In looking at the banner ad, it looks like the company employed a “20%” approach to the inclusion of safety information. This approach includes a scroll bar for the user to obtain additional safety information, but devotes 20% of the visual field to safety information as balance. In this Dsuvia banner ad, that amount of space was not enough to present the full, all caps title from the Boxed Warning. Although somewhat consistent with how industry treats digital banner ads (although arguable that 20% of an ad would be sufficient balance for an opioid with significant safety concerns and a REMS), companies should be mindful, not only of spacing, but of the substantive safety information in view.

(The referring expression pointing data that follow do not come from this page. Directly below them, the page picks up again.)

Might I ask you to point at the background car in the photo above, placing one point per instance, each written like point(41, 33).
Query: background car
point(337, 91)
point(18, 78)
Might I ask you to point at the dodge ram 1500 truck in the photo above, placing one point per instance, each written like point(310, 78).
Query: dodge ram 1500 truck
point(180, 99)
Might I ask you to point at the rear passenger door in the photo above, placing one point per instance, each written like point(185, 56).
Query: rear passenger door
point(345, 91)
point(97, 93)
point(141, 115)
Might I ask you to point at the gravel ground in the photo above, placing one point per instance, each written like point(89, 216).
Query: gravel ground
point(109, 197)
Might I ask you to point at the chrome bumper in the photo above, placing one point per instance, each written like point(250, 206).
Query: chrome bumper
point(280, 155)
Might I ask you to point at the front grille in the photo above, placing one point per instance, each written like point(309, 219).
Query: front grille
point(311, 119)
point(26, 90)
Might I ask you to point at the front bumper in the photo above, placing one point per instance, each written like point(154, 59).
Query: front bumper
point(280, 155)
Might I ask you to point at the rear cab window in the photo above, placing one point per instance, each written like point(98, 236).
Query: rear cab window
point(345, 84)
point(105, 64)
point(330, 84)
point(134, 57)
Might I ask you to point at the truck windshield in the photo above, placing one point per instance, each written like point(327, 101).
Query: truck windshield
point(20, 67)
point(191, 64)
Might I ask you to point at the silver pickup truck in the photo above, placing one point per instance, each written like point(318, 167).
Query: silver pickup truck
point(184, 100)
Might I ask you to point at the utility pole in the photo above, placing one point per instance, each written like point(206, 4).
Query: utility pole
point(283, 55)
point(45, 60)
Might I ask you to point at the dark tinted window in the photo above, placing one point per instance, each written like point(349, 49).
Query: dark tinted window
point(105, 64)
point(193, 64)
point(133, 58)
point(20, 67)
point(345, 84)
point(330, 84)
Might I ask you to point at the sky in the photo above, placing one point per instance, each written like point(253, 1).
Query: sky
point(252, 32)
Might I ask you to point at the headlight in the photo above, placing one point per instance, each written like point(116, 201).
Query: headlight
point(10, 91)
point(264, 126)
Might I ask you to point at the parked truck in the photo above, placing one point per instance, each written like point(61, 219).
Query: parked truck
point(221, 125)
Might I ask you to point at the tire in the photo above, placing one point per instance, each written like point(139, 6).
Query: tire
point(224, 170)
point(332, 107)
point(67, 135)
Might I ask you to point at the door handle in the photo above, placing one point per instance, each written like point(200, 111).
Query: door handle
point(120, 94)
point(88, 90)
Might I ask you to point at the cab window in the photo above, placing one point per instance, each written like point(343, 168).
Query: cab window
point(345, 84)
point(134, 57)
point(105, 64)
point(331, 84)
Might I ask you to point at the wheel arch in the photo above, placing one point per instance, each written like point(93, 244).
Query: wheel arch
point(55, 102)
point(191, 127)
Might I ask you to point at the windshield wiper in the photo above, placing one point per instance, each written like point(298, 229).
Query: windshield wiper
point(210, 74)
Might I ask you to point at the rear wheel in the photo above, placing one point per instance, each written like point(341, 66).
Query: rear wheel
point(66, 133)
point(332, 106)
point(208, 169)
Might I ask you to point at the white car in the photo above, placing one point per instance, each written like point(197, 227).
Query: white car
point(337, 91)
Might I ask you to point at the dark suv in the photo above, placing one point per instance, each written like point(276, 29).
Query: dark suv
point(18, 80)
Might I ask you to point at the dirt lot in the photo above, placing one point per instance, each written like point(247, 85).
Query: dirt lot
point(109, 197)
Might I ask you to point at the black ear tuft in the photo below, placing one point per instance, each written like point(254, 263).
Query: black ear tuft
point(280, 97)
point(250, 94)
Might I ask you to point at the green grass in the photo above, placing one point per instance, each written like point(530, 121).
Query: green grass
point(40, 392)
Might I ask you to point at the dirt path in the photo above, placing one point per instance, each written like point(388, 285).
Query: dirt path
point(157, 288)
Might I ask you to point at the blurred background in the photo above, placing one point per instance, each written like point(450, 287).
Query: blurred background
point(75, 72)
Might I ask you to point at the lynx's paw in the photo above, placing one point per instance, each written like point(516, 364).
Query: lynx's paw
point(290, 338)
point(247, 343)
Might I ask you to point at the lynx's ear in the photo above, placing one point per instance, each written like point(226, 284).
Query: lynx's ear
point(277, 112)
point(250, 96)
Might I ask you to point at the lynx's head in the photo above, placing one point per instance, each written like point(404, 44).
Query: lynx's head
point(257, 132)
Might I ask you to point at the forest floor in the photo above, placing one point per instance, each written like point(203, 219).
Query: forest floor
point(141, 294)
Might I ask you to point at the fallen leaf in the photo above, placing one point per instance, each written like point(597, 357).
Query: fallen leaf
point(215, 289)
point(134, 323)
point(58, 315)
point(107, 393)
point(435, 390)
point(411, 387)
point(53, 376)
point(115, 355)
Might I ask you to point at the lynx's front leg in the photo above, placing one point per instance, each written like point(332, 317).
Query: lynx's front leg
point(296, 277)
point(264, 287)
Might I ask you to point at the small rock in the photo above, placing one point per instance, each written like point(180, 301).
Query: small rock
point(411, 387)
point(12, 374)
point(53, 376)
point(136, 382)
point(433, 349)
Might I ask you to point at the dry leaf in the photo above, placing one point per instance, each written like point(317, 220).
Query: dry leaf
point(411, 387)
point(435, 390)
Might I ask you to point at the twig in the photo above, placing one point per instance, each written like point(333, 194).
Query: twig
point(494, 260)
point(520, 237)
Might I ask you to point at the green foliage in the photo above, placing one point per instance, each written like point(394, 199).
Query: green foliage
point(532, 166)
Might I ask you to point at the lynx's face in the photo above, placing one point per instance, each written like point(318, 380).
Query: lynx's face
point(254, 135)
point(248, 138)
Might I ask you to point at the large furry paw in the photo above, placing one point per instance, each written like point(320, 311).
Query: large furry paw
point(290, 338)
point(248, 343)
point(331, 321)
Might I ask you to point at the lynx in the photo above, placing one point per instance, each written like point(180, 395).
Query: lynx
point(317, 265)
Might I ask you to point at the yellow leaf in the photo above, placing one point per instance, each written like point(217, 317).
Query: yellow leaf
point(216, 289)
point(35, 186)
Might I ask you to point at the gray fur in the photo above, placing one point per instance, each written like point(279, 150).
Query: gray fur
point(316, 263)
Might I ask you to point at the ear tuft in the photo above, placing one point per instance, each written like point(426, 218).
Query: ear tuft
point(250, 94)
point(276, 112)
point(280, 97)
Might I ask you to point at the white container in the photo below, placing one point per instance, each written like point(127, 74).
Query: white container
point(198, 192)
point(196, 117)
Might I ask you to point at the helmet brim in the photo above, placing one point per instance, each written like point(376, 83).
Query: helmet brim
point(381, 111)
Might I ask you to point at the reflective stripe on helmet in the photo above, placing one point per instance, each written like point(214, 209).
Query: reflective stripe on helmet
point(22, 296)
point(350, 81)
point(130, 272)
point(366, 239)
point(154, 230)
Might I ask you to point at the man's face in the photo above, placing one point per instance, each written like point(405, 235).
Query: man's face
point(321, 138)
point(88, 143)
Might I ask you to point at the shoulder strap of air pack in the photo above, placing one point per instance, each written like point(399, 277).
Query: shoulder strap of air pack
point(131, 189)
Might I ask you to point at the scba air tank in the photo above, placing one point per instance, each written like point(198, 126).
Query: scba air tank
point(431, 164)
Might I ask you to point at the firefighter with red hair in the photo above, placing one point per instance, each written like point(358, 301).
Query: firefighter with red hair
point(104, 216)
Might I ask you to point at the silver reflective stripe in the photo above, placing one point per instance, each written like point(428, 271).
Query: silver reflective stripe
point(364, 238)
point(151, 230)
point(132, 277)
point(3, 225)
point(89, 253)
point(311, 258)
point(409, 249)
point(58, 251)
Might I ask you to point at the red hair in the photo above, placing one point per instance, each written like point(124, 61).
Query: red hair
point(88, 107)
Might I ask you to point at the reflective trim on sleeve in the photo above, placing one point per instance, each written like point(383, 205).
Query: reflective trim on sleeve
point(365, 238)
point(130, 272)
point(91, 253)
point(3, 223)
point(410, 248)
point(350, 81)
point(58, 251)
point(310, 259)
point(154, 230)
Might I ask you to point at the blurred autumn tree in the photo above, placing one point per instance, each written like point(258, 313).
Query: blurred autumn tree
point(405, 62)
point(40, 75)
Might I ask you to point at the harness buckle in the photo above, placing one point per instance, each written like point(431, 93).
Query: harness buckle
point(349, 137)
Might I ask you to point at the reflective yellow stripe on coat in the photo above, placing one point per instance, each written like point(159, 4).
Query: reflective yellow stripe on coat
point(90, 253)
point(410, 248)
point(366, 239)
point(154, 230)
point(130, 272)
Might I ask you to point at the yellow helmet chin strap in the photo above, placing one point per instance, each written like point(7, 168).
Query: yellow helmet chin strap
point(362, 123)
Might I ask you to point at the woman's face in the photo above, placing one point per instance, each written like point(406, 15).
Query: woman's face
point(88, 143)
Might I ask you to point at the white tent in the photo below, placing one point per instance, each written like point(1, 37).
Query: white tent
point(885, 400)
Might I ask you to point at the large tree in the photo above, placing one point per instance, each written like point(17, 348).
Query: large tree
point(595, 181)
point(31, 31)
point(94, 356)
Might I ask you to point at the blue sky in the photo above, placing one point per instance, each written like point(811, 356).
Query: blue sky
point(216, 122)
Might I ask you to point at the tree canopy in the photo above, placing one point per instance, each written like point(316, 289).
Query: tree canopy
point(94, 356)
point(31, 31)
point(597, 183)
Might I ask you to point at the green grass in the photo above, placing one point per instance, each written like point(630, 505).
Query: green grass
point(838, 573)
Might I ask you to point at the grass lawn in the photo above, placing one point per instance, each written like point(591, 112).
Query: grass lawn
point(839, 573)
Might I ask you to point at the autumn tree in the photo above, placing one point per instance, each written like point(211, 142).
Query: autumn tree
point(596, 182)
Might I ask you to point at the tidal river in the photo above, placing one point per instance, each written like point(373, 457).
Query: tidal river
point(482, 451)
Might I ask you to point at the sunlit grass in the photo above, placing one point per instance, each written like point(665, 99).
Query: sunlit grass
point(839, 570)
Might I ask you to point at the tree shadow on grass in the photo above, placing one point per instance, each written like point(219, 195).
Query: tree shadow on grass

FDA also cited both the digital banner as well as a print flyer for failing to present information relating to the Boxed Warning, Contraindications, Warnings and Precautions, and Adverse Reactions “with a prominence and readability reasonably comparable with the presentation of information relating to the benefits” of the drug. FDA cites “typography, layout, contrast, headlines, paragraphing, white space, and other techniques” as affecting readability and emphasis. FDA also highlights that “risk information is relegated farther down in paragraph format with less prominence.”
The key takeaways here are not new: minimizing safety, particularly for a drug with serious risks, will likely trigger FDA enforcement (no matter how sleepy OPDP may seem). The issues cited by OPDP are those clearly outlined in its 2009 Draft Guidance – which was not exactly revolutionary at the time it was originally published and simply summarized points made in prior DDMAC Warning and Untitled Letters. Many of the techniques utilized by AcelRx, and objected to by OPDP, are those employed across industry. One has to question whether lack of OPDP enforcement has led, to a certain degree, to industry falling back into old habits – with safety information “below the line,” at the end of a piece, in small font with running text. While it may have been the nature of this promotion in the midst of the opioid crisis that stirred FDA to action, the issues OPDP called out are nevertheless ones even non-opioid manufacturers might want to reconsider in light of this letter.